“Work from Bali” untuk Siapa?
Oleh Ita Mumtaz
Lensa Media News – Gagasan Work from Bali menjadi agenda yang dipertimbangkan oleh istana. Program ini digadang-gadang mampu memajukan pemulihan pariwisata dan memicu pergerakan roda ekonomi rakyat. Ada tujuh kementrian dan lembaga di bawah naungan Kementerian Koordinator Bidang Kemaritiman dan Investasi akan ikut merealisasikannya. Para pejabat dan staf di lembaga-lembaga tersebut akan hadir dan bekerja dari Bali. Kemenparekraf/Baparekraf sendiri telah melaksanakan kegiatan work from Bali sejak kuartal pertama 2021.
Ada Apa dengan Bali dan Mengapa Harus di Bali?

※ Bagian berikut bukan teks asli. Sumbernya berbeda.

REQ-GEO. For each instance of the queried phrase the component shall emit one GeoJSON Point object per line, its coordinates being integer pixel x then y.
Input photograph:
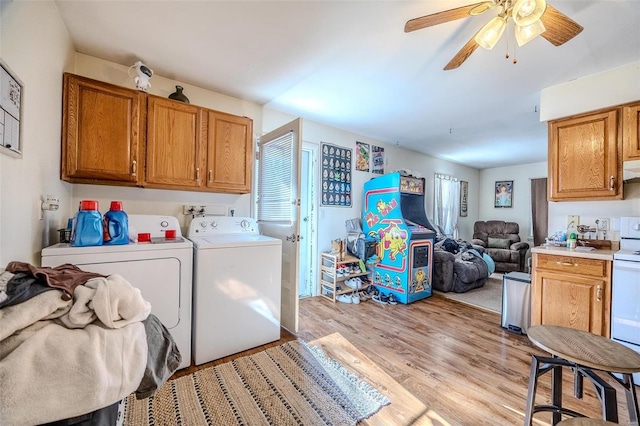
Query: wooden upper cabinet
{"type": "Point", "coordinates": [174, 156]}
{"type": "Point", "coordinates": [631, 131]}
{"type": "Point", "coordinates": [585, 157]}
{"type": "Point", "coordinates": [117, 136]}
{"type": "Point", "coordinates": [229, 152]}
{"type": "Point", "coordinates": [101, 136]}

Sebab katanya sektor pariwisata di Pulau Dewata saat ini sedang berada dalam kondisi kritis dan butuh pertolongan. Berdasarkan data terakhir BPS terkait perkembangan pariwisata Provinsi Bali pada Februari 2021, Tingkat Penghunian Kamar (TPK) pada Februari 2021 untuk hotel bintang hanya sebesar 8,99 persen atau -2,16 poin secara bulanan dan hotel non bintang 7,70 persen atau tumbuh 1,00 poin secara bulanan (Liputan6.com, 28/05/2021).
Demikian program Work from Bali akhirnya diluncurkan demi mendongkrak angka pendapatan hotel berbintang yang notabene milik pengusaha besar. Sebuah solusi yang tidak mendasar, bahkan memicu masalah baru.

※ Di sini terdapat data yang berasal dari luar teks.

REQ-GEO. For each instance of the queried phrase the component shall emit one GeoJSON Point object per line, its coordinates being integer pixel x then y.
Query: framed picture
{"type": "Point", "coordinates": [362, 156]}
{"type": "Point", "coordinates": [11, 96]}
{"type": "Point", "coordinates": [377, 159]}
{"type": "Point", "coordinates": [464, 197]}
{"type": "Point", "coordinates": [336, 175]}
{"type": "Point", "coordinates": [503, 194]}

Bagi para ASN kementerian yang datang berlibur ke Bali dengan dalih bekerja, pasti semua itu membutuhkan anggaran lebih besar dari biasanya. Lalu. sumbernya dari mana? Tentu saja dari APBN. Sehingga, beban berat APBN akan bertambah-tambah hanya untuk sesuatu yang kosong dari manfaat, apalagi jika dilihat dari pertimbangan kemaslahatan rakyat.
Walhasil bisa kita simpulkan, bahwa jargon penyelamatan ekonomi rakyat hanyalah isapan jempol. Semua itu tak lebih hanyalah akal-akalan pejabat untuk kepentingan pengusaha dan pemilik modal. Dengan mudahnya dana dikeluarkan jika untuk keberlangsungan praktik oligarki. Sebaliknya, bila untuk kepentingan rakyat akan ada beribu pertimbangan dan persyaratan yang berbelit.

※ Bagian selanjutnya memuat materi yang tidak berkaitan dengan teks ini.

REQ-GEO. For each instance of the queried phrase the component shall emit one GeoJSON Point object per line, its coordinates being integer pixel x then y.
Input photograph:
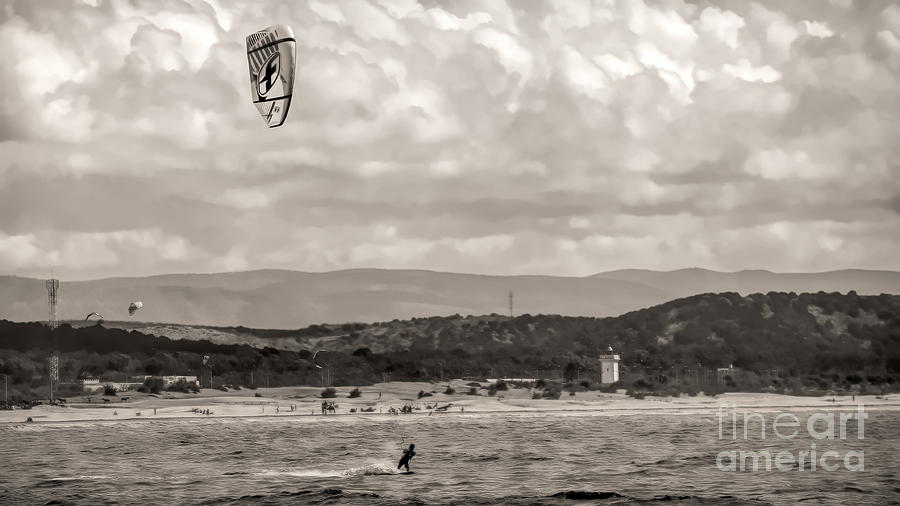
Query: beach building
{"type": "Point", "coordinates": [609, 367]}
{"type": "Point", "coordinates": [724, 372]}
{"type": "Point", "coordinates": [90, 385]}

Sistem kapitalisme memang tidak bisa dipisahkan dari oligarki. Karena sistem inilah yang membuka peluang bagi oligarki untuk tumbuh subur. Kapitalisme adalah produk akal manusia yang sarat dengan kepentingan penggagasnya. Sesuai namanya, sistem ini bertumpu pada perolehan materi sebanyak-banyaknya demi kepentingan para pemilik kapital. Jadi mereka adalah gerombolan orang-orang rakus yang mengendalikan pemerintahan.
Jadi sebenarnya kekuasaan negeri ini berpusat pada segelintir orang-orang kaya. Tentu saja semua kebijakan yang diambil akan disesuaikan dengan kepentingan mereka sendiri, karena sudah terpapar manifestasi pemerintahan yang buruk. Penguasanya bersifat elitis dan eksklusif, tidak memperhatikan kebutuhan dan kepentingan rakyat.
Rakyat yang seharusnya dilayani sepenuh hati malah dipertimbangkan sebagai untung rugi. Seringkali rakyat diminta membayar untuk sebuah pelayanan umum. Pajak pun dinaikkan dan diperluas demi mengeruk keuntungan.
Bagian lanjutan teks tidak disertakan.